The gauntlet of Garoña
The nuclear plant’s closure has no economic or industrial reasons: it is a political challenge
The firm Nuclenor (property of the power companies Iberdrola and Endesa) has decided to close the nuclear plant at Garoña, against the government’s express desire. This move clearly shows the inconsistency of Spanish energy policy, which seems incapable of answering the proprietary companies’ implicit challenge to the taxes contained in the reform package put forward by the Industry and Energy Ministry. To understand the full importance of the gauntlet thrown down by the closure of Garoña, it should be remembered that while in opposition, the Popular Party (PP) made an issue of the reopening of this plant; that after winning last year’s elections it set a deadline in September of this year for Nuclenor to request a prolongation of the plant’s functioning, which the company ignored; and that on Sunday the owner took a new step within its own strategy by beginning to disconnect the plant.

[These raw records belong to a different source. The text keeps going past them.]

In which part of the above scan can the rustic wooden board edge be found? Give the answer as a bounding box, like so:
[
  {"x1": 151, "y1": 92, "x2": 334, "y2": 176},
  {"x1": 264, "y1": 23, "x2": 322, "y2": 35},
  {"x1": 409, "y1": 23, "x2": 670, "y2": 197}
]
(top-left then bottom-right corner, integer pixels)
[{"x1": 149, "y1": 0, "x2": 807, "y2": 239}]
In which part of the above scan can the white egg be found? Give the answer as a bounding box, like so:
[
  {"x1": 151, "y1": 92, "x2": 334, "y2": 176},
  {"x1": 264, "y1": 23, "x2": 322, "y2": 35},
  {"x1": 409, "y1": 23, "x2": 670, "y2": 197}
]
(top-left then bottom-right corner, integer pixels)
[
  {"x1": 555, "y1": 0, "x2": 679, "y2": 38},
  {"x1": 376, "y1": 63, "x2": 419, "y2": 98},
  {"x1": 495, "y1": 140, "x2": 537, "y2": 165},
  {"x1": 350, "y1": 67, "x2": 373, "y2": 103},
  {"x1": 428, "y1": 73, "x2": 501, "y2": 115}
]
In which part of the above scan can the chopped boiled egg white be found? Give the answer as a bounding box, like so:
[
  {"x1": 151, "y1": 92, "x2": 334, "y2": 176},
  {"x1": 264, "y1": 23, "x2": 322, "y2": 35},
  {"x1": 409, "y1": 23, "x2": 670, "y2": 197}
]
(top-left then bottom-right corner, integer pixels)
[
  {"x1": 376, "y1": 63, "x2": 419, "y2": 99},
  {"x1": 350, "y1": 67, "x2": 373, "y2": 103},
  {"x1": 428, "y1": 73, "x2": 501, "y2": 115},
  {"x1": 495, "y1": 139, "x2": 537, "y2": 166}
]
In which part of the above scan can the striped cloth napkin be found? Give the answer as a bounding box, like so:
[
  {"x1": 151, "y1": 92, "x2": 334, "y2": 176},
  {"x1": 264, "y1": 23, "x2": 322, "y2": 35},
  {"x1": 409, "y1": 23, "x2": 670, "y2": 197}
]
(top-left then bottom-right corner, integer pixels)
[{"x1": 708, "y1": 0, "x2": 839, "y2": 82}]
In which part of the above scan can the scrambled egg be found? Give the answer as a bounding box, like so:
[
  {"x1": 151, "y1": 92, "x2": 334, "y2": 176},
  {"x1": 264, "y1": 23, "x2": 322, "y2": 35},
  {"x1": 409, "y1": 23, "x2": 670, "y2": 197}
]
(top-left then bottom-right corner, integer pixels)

Whichever way you look at it, Nuclenor’s decision is a challenge to Minister José Manuel Soria’s energy reform which, among other decisions, imposed a tax of 2,190 euros on every kilogram of uranium spent by a nuclear plant. The case of Garoña reflects, on the one hand, the government’s incapacity, as a regulator, to impose its will on the regulated companies; and on the other, the underlying irrationality of the energy policy that Spanish governments have so far followed. In terms of power supply, Garoña has barely any importance; its production is not decisive and even less so in a period of an economic slump.
Nuclenor’s decision does not make economic, financial or industrial sense. Garoña is an installation that has long since been amortized (in service since 1971), and the tax burdens imposed by the government might perfectly well be transferred to the final per-kilowatt price. Precisely this transfer to the user-paid prices is what makes the energy reform yet another step toward charging the energy system’s deficit to the pocket of the citizen, eliminating any illusion of an equitable sharing between users and companies.
Need for nuclear
For these reasons, the closure of Garoña has no strictly economic arguments in its favor; the announced array of cost increases (taxes and the Fukushima effect) in relation with the profits expected from Garoña comes up against the doubtful credibility of the accounts offered by the companies. We are looking at a political challenge on the part of the companies, who are demanding a rectification of the energy reform, and probably the concession of other regulatory advantages to Garoña and the rest of Spain’s aging nuclear plants.
The challenge may have grave consequences in the medium term if the government cannot manage to impose its will. Spain’s energy supply cannot do without strictly controlled nuclear production. It is a matter not so much of building new nuclear plants — whose cost cannot be borne by companies at the best of times, let alone in a phase of economic depression and falling demand — as of keeping already built and amortized reactors working.